Fantascienza? Può darsi, di sicuro al momento ci sono il fastidio e le preoccupazioni per le cronache degli ultimi giorni viste a Palazzo Chigi: dalla manovra alla riforma della giustizia, passando per i migranti. «Io non sono andato al governo, sono rimasto a fare il segretario del partito, ma se la politica sale sul dirigibile non guarda più in faccia le persone», è stato lo sfogo del numero uno del Nazareno. Da qui l'avviso ai leader del M5S e di Italia Viva: «Basta polemiche». Tradotto: smettetela di andare in ordine sparso.
 

 

L'ACCELERAZIONE
L'ultima mossa che arriva dal governo, sponda grillina è appunto il «decreto Di Maio», come lo chiamano i pentastellati, sui migranti. O meglio: una stretta sui rimpatri, grande annuncio incompiuto dell'ex ministro dell'Interno: «Siamo fermi all'anno zero». E visto che il leader grillino vive una sfida personale, più che politica, con Salvini ha deciso di spingere su questo atto amministrativo che va incidere sui decreti sicurezza già approvati dal precedente esecutivo. Si tratta di una stretta sui rimpatri, allargando e certificando nuovamente la lista dei Paesi sicuri e accelerando le procedure sul territorio italiano.

IL DOCUMENTO
Oggi la presentazione alla Farnesina alla presenza del Guardasigilli Alfonso Bonafede. Della lista che potrebbe fare parte la Tunisia. Ma rimane in sospeso, per esempio, il ruolo dell'Egitto visto che il caso Regeni ancora non è stato sciolto né affrontato da Di Maio. In generale, il «gancio» giuridico alla misura dovrebbe essere la direttiva europea 2013/32, che dà ai Paesi membri una certa discrezionalità sull'individuazione dei Paesi sicuri e alla quale ha fatto riferimento anche il decreto sicurezza. Prevedibile, inoltre, che nel provvedimento sia prevista anche un'accelerazione delle procedure per la definizione dei Paesi d'origine da parte delle commissioni territoriali. Insieme agli atti il titolare della Farnesina continuerà a spingere sugli accordi bilaterali con i singoli Paesi africani da cui si verifica la maggior parte delle partenze.

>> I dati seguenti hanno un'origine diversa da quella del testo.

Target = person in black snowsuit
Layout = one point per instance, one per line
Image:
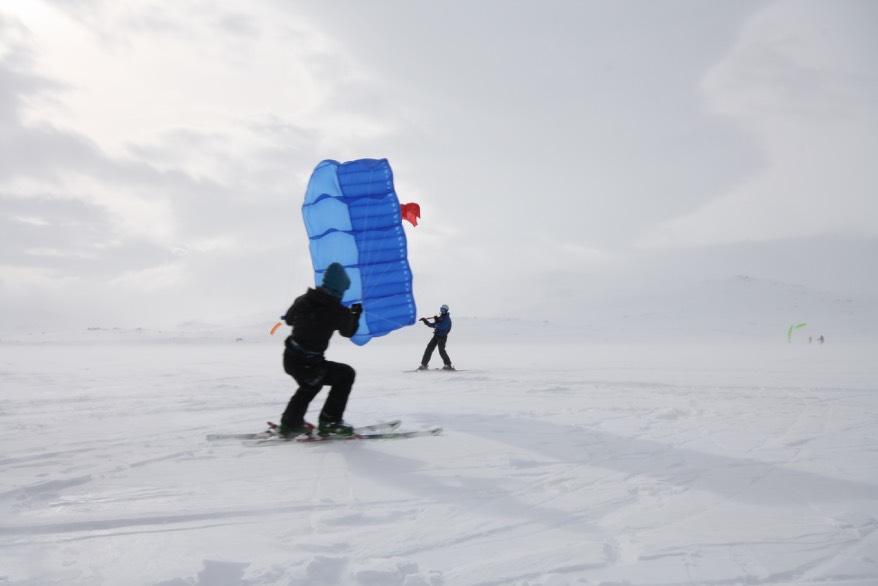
(314, 317)
(441, 328)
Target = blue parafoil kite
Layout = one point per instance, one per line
(352, 216)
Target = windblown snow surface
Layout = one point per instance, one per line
(564, 460)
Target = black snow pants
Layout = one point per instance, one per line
(431, 345)
(312, 374)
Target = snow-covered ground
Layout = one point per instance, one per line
(564, 460)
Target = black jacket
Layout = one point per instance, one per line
(315, 316)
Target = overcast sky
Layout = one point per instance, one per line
(154, 155)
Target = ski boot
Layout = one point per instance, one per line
(337, 428)
(288, 431)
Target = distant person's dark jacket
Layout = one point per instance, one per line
(314, 317)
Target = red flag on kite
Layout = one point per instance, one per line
(410, 212)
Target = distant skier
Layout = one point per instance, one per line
(441, 328)
(314, 317)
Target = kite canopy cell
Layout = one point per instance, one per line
(352, 216)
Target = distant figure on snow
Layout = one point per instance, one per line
(314, 317)
(441, 328)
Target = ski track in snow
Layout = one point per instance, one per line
(584, 465)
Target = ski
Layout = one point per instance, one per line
(308, 439)
(271, 432)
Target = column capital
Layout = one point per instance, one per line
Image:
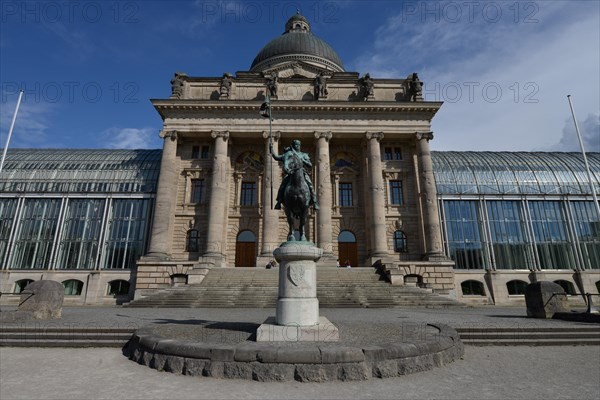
(374, 135)
(424, 135)
(221, 134)
(276, 135)
(168, 134)
(323, 134)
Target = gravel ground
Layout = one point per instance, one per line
(566, 372)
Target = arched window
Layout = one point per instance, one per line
(400, 245)
(516, 287)
(472, 288)
(73, 287)
(21, 284)
(567, 286)
(346, 237)
(246, 237)
(118, 287)
(192, 241)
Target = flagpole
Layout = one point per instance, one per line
(270, 145)
(587, 166)
(12, 125)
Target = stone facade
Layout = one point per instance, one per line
(361, 152)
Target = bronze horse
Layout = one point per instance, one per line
(296, 197)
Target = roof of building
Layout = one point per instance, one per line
(456, 172)
(300, 44)
(80, 171)
(514, 173)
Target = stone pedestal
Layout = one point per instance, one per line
(297, 303)
(297, 317)
(544, 299)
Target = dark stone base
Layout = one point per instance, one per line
(302, 362)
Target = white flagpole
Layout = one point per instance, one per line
(587, 167)
(12, 125)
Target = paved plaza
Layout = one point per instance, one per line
(502, 372)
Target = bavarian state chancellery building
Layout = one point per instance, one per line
(114, 225)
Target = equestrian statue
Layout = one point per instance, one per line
(296, 191)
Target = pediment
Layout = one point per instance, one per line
(294, 69)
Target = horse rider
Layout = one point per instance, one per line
(289, 152)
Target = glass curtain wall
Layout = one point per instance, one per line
(587, 229)
(464, 233)
(8, 208)
(552, 242)
(36, 233)
(81, 234)
(127, 233)
(509, 241)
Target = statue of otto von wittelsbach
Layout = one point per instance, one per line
(296, 192)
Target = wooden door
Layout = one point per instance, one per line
(348, 251)
(245, 254)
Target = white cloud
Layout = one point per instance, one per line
(535, 65)
(130, 138)
(31, 125)
(590, 135)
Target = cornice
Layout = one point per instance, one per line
(282, 105)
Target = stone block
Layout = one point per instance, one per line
(194, 367)
(316, 372)
(158, 361)
(354, 372)
(273, 372)
(289, 355)
(174, 364)
(43, 299)
(544, 299)
(235, 370)
(376, 353)
(214, 369)
(339, 354)
(385, 369)
(222, 353)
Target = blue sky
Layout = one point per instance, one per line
(503, 69)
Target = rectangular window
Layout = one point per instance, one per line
(553, 244)
(346, 194)
(396, 192)
(197, 190)
(37, 230)
(248, 195)
(397, 153)
(127, 231)
(81, 234)
(195, 151)
(509, 241)
(587, 228)
(387, 154)
(8, 208)
(463, 226)
(204, 153)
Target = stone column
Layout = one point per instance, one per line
(166, 192)
(323, 188)
(377, 193)
(270, 232)
(215, 246)
(433, 234)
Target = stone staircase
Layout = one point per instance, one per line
(585, 334)
(57, 336)
(257, 288)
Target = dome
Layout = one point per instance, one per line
(297, 44)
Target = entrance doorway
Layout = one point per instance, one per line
(245, 249)
(347, 248)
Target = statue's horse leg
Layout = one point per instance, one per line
(302, 223)
(290, 219)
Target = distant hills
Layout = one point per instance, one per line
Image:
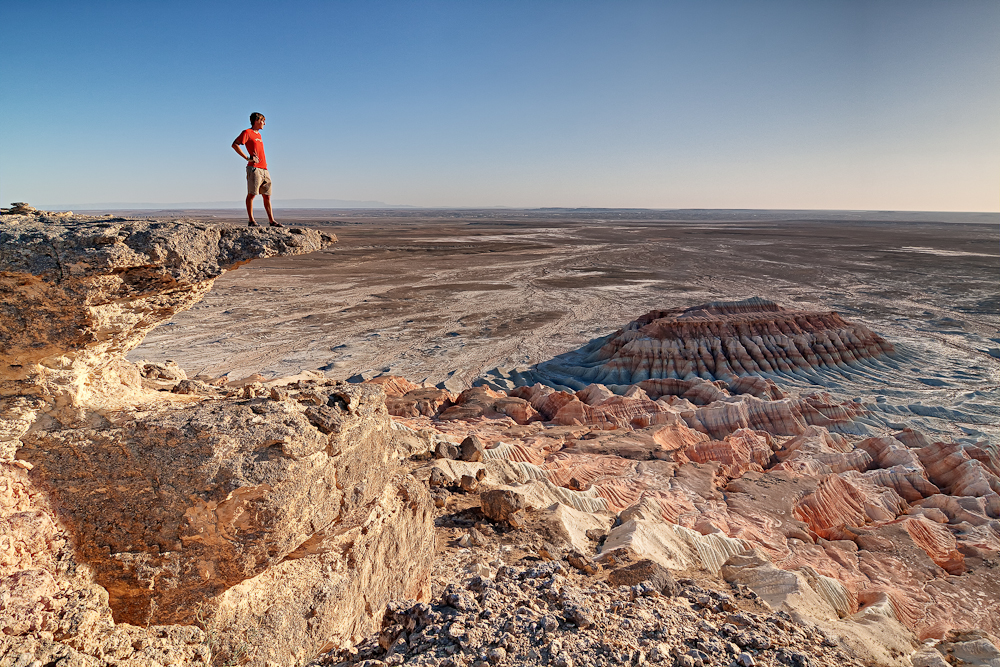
(278, 203)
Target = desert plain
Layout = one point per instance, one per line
(438, 296)
(500, 437)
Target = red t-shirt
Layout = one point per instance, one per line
(255, 146)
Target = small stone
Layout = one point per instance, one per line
(549, 552)
(446, 450)
(472, 449)
(563, 660)
(468, 483)
(596, 534)
(582, 562)
(437, 477)
(642, 571)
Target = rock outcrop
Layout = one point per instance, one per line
(78, 294)
(249, 525)
(723, 341)
(884, 539)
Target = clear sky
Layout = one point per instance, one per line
(867, 104)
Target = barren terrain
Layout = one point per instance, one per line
(434, 294)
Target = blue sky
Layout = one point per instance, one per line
(871, 104)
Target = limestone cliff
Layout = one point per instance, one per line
(245, 529)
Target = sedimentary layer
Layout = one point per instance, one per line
(248, 525)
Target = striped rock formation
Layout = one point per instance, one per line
(723, 341)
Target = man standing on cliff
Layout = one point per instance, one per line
(258, 180)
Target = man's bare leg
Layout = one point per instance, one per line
(253, 223)
(270, 216)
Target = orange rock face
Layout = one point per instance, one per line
(726, 341)
(677, 425)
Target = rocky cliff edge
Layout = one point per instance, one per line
(144, 528)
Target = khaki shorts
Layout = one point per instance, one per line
(258, 181)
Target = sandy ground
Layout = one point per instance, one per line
(430, 294)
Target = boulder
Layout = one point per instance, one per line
(502, 504)
(644, 571)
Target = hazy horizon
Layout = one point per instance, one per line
(837, 105)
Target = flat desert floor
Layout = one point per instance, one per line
(449, 295)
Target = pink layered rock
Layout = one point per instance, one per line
(951, 468)
(938, 542)
(818, 452)
(841, 502)
(740, 452)
(727, 340)
(696, 390)
(485, 402)
(394, 385)
(424, 401)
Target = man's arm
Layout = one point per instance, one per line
(237, 147)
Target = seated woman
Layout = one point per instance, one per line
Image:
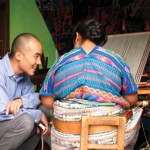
(88, 80)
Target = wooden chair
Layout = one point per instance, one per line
(109, 121)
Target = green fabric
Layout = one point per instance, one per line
(26, 17)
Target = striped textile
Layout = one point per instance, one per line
(99, 76)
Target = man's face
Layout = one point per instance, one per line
(30, 57)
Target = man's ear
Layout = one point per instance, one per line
(18, 55)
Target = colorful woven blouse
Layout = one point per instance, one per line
(100, 76)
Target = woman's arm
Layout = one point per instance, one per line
(132, 98)
(47, 101)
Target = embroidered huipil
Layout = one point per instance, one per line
(100, 76)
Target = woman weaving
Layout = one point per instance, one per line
(87, 80)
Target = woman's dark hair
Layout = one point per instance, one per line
(92, 30)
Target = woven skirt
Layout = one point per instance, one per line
(64, 138)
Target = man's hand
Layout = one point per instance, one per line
(14, 106)
(44, 121)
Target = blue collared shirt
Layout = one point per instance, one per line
(12, 86)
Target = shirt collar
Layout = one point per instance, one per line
(9, 69)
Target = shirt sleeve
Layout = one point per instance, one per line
(35, 113)
(29, 97)
(3, 94)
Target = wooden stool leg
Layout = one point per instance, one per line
(88, 121)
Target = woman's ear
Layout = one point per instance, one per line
(77, 41)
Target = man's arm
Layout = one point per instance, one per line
(30, 99)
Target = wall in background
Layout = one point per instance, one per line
(26, 17)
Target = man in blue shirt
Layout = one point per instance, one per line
(18, 101)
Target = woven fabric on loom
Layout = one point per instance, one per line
(71, 110)
(134, 50)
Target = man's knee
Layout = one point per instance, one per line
(27, 123)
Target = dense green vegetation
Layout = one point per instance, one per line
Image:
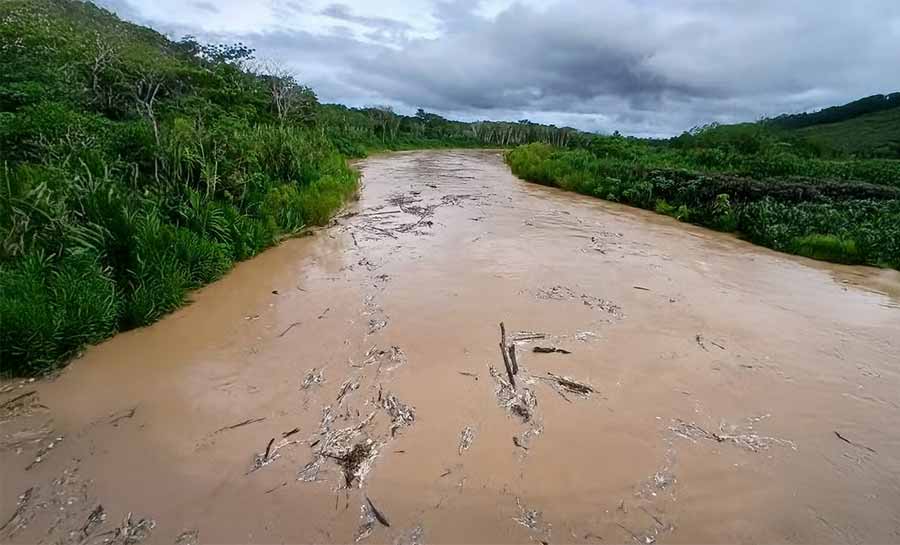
(871, 135)
(775, 191)
(134, 169)
(836, 114)
(866, 128)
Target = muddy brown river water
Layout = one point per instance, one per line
(717, 392)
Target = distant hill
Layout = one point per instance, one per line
(836, 114)
(867, 127)
(875, 134)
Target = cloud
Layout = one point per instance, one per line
(645, 67)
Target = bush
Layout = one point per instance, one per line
(826, 247)
(49, 310)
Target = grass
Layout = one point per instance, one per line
(871, 134)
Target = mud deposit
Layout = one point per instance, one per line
(351, 386)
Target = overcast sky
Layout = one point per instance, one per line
(643, 67)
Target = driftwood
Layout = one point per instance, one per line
(465, 439)
(379, 516)
(11, 403)
(549, 350)
(116, 417)
(282, 334)
(858, 445)
(506, 361)
(239, 424)
(572, 385)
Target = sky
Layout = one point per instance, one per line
(650, 68)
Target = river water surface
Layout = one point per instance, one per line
(717, 391)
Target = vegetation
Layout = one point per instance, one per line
(134, 169)
(836, 114)
(745, 178)
(871, 135)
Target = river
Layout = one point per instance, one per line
(716, 392)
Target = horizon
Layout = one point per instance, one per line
(640, 67)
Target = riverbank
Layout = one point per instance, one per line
(384, 325)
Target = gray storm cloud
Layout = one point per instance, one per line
(644, 67)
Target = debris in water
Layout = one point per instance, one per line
(533, 520)
(42, 452)
(524, 441)
(368, 522)
(504, 350)
(290, 327)
(122, 415)
(314, 377)
(747, 439)
(131, 531)
(347, 387)
(411, 537)
(562, 293)
(699, 339)
(310, 471)
(387, 360)
(529, 518)
(528, 336)
(378, 514)
(466, 438)
(571, 385)
(240, 424)
(95, 519)
(401, 414)
(549, 350)
(523, 405)
(858, 445)
(519, 443)
(270, 454)
(20, 517)
(375, 325)
(357, 462)
(18, 405)
(188, 537)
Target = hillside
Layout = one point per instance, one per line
(875, 134)
(134, 168)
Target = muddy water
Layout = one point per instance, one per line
(720, 373)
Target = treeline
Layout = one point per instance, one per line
(739, 179)
(134, 168)
(356, 131)
(836, 114)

«È inutile che venite, se non avete i requisiti per la domanda di asilo, perché in maniera democratica vi mandiamo indietro», dice il ministro degli Esteri. Dunque stretta sui rimpatri e cooperazione. Nessun provvedimento adottato dal consiglio dei ministri, ma un atto amministrativo. Seppur con il via libera informale del Viminale. «È lavoro di squadra», specifica Di Maio. Quanto basta però al M5S per piazzare (mediaticamente) un punto nel governo, complice la presenza di un tema che nel Pd, ma anche in Italia Viva, è ancora al centro di un dibattito interno di autocoscienza collettiva sulle politiche adottate nel quinquennio 2013-2018.

«Una bandierina», come la chiama Zingaretti. Che assiste in maniera sempre più perplessa a questa escalation «di corsa al provvedimento da rivendicare». Con una consapevolezza di fondo: se il buongiorno si vede dal mattino, c'è il rischio reale che la luna di miele dell'esecutivo finisca subito per lasciare il posto a un «pantano». Il motivo opposto per il quale (domani sarà un mese preciso) è nato l'esecutivo.